Prepare for the Unexpected: Your Succession Planning Portfolio

You may dream of someday passing down your family farm and your legacy to the next generation, but are you taking the necessary steps to prepare for that handoff?

When it comes to successful succession planning, you do need more than a will – there are other important documents you must consider and open, ongoing communication is a must.

According to attorney Polly Dobbs, “This process doesn’t have to be overwhelming. Farmers should begin by asking themselves: ‘What if I get hit by a bus?’ Then draft your succession plan like that life­-changing event is going to happen tomorrow.

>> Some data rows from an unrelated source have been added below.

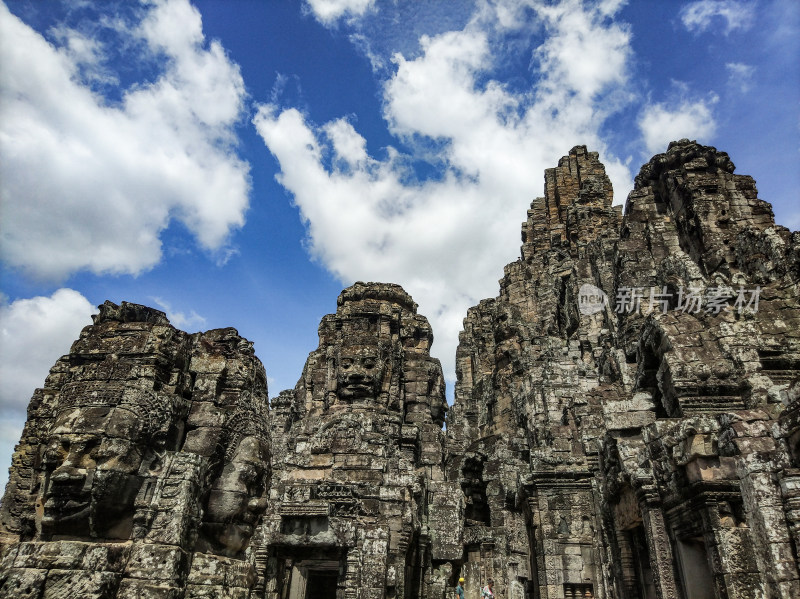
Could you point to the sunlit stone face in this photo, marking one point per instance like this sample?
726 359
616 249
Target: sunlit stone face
91 464
360 372
236 500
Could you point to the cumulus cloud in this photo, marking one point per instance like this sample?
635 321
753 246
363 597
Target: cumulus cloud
91 184
447 239
661 123
701 15
328 12
740 75
34 333
178 319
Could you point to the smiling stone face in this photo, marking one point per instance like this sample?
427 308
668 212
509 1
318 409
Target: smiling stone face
91 464
360 370
237 498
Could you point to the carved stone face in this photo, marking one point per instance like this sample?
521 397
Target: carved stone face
359 372
237 498
91 463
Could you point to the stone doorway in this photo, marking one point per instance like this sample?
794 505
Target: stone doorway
314 579
321 584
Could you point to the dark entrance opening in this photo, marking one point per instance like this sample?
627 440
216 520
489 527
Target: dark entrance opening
321 584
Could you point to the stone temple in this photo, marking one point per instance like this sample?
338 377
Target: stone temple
626 425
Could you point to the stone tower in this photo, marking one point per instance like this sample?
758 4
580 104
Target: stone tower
626 425
625 422
358 453
143 466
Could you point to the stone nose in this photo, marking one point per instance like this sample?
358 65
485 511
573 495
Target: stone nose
257 504
67 473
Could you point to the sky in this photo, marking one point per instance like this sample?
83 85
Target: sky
238 163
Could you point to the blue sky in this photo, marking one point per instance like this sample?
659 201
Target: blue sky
238 163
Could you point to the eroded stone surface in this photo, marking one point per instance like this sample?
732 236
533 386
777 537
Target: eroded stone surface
122 482
626 424
622 444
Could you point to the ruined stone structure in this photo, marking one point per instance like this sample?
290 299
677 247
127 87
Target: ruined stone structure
626 415
626 425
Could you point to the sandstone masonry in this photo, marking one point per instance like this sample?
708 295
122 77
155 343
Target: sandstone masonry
626 425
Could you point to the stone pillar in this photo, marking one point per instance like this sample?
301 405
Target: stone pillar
626 566
661 559
790 489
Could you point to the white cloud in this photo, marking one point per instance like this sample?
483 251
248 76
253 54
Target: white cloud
662 123
87 184
446 240
700 16
180 320
328 12
740 75
34 333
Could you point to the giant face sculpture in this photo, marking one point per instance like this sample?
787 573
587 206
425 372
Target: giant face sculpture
359 373
237 496
91 466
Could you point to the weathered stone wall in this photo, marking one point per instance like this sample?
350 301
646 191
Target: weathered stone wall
626 424
628 396
358 454
127 481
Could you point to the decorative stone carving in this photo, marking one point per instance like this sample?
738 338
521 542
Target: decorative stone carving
626 424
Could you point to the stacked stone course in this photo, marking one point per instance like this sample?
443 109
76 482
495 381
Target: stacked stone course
611 437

The hard work comes in establishing the foundation for your plan based on today’s circumstances—the tweaks are easy as things change down the road.”

“For example,” Dobbs says, “If your grandson is still playing with toy tractors in the backyard, don’t draft your plan to hinge on him taking over the farm operation. When he’s ready, 17 or so years from now, tweak your plan,” she says.

The Essential Documents

“Most farm families struggle when it comes to succession planning,” says Polly. “Use these legal documents to help you transfer farm ownership to the next generation; just be sure they are up-­to-­date and reflect your current goals,” she says.

Will: A legal document that communicates a person’s final wishes, as pertaining to possessions and dependents.

Revocable Trust: A trust established during a grantor’s lifetime is used for the placement of some or all of a person’s property to avoid probate administration.

Durable Power of Attorney: A legal document that enables an individual to designate another person, called the attorney-­in-­fact, to act on his or her behalf if the individual becomes disabled or incapacitated. This document will avoid the need for a court proceeding to establish guardianship.

Written Operating Agreement, Partnership Agreement or Bylaws: A set of standard
operating procedures and management policies designed to maintain the operational integrity of
a farm. It may include a decision­-making process, income/expense management, ownership
transfer and other terms and conditions. Note: LLCs require operating agreements, partnerships
require partnership agreements and corporations require bylaws.

Shareholders Agreement or Buy/Sell Agreement: A formal agreement facilitating ownership transfer based on triggering events like death, disability, bankruptcy or divorce. The terms may be in a standalone agreement or incorporated into the governing documents described above.